Sure, play for fun–because turning cash into valueless slips of paper is a blast–but don’t play the lottery instead of working to improve your future.  The lottery is NOT a retirement plan.

Instead, a much more reasonable plan is to date a millionaire.  The odds of making that happen are just 215 to 1, and you can do things to improve your chances.

Improving the odds of dating a millionaire:

  • Hang out where millionaires go.  Yacht clubs, nice restaurants, rehab, that dark corner of their bedroom where the lamp never quite reaches that just looks perfect for a stalker-cam.
  • Do what millionaires do.  Golf, high-stakes poker, oppress third-world countries, Centrifugal Bumblepuppy.
  • Look like millionaire-bait.  For my friend, the 50-year-old black man, it might be hard to look like a 23-year-old blonde hardbody, but it’s worth the effort.
  • Be nice, be polite, give good h…nevermind.

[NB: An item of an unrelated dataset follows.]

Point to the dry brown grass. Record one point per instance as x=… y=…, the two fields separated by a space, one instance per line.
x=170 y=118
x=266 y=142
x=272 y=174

Seriously, getting a regular job and socking money away every month will give you a far better return on your investment than playing the lottery.  Even if you’re saving it in a mayonnaise jar buried in the backyard next to that obnoxious guy who used to live next door, you will be building security and peace of mind.  Every month, you will be better prepared for the storm of crap life tends to throw around.

Do you play the lottery?  Why or why not?